Glioma has a high incidence in young and middle-aged adults and a poor prognosis. Because of late diagnosis and uncontrollable recurrence of the primary tumor after failure of existing treatments, glioma patients tend to have a poor prognosis. Recent advances in research have revealed that gliomas exhibit unique genetic features. Mitogen-activated protein kinase 9 (MAPK9) is significantly upregulated in mesenchymal glioma spheres and may be a new target for glioma diagnosis. This study aimed to investigate the potential diagnostic significance and predictive value of MAPK9 in glioma. Paraffin-embedded tumor tissues and paracancerous tissues were collected from 150 glioma patients seen at the General Hospital of Northern Theater Command. Immunohistochemistry and western blot assays were used to detect the expression levels of MAPK9. Prognosis and survival analyses were performed using SPSS 26 software for univariate/multivariate analysis and log-rank analysis. Cellular models were used to assess the effect of MAPK9 overexpression and knockdown in vitro. MAPK9 expression was higher in glioma tissues than in paraneoplastic tissues.

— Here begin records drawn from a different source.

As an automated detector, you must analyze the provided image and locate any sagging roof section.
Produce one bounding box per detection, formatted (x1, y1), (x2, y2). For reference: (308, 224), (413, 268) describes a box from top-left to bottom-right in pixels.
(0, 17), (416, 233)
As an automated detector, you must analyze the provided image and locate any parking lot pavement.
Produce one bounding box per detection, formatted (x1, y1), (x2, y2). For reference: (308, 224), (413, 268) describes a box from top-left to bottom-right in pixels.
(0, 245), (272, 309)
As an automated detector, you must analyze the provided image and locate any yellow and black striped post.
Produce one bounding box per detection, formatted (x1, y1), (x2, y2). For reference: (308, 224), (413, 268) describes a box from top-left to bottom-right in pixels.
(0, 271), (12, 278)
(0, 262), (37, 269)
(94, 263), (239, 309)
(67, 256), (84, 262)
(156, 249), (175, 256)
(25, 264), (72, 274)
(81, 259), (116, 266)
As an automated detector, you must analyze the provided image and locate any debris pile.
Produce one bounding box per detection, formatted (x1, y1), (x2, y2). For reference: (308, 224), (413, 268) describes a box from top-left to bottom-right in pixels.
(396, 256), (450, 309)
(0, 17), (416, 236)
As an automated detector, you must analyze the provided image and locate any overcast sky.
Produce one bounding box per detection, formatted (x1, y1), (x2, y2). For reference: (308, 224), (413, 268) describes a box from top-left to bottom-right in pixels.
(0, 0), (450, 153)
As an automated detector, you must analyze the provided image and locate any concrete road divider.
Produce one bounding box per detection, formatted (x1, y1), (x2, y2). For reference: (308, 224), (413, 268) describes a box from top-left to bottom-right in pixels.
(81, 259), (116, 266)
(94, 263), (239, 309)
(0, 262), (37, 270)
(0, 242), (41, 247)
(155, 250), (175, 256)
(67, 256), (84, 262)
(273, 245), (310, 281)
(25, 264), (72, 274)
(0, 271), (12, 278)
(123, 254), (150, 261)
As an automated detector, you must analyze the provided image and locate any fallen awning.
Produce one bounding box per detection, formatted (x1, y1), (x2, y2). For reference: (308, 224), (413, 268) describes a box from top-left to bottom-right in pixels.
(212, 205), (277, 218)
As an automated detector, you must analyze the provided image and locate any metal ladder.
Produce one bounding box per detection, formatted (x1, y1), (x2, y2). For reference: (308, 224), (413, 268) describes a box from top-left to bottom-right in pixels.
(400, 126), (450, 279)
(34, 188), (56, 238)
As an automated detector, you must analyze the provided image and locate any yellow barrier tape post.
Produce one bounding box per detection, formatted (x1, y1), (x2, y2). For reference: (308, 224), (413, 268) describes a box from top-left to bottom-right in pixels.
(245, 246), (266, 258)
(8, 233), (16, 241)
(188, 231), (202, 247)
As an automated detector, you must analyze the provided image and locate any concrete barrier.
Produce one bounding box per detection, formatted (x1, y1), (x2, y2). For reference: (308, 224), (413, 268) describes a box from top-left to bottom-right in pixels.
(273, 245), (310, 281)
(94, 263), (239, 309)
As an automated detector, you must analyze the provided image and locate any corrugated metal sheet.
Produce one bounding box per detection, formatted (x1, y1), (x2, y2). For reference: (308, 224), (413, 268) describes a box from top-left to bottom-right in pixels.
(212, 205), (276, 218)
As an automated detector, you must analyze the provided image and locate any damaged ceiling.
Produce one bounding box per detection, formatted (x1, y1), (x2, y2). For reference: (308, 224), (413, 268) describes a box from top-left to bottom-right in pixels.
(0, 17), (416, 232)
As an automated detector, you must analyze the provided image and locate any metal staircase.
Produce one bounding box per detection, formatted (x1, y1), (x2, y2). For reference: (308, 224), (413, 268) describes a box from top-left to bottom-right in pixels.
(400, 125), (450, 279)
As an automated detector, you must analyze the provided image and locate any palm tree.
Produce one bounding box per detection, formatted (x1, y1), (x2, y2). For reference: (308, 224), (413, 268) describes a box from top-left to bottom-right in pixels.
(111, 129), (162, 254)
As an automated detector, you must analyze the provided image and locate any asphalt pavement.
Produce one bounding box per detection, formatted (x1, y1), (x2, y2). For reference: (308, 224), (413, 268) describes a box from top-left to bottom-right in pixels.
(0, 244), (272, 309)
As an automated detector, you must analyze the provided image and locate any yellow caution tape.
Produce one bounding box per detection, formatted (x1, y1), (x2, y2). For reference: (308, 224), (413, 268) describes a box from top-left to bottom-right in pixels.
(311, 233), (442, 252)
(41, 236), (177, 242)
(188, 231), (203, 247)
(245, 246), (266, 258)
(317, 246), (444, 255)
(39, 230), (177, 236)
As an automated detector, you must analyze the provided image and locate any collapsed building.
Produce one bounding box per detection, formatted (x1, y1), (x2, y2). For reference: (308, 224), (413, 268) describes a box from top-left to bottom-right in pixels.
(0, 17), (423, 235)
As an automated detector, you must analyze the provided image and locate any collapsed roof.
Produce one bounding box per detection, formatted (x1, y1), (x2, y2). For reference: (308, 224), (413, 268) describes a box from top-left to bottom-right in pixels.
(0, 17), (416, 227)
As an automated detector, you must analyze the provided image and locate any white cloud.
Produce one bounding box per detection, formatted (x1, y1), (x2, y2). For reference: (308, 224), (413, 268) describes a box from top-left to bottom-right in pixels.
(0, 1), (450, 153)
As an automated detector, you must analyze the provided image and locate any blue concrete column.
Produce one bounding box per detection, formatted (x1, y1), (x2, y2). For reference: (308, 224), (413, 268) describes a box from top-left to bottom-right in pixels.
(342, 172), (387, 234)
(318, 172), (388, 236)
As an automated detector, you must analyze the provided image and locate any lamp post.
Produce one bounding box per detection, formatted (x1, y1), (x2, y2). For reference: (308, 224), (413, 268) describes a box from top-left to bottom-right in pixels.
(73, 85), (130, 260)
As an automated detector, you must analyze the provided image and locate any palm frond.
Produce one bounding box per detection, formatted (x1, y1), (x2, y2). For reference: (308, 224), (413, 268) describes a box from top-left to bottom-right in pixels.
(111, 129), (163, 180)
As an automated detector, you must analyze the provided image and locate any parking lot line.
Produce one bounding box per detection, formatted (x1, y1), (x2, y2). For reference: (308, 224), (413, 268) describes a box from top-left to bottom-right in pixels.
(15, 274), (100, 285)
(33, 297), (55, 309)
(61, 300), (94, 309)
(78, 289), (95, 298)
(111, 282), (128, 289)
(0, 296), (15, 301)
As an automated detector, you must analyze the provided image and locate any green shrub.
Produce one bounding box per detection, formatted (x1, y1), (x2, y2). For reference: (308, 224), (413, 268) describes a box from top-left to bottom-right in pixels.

Prognostic and survival analyses revealed that the MAPK9 expression level is an independent prognostic factor in glioma patients. In addition, overexpression of MAPK9 significantly promoted the proliferation and migration of primary glioma cells, possibly via the Wnt/β-catenin-regulated EMT pathway. MAPK9 is an independent prognostic factor in glioma and is involved in tumor progression.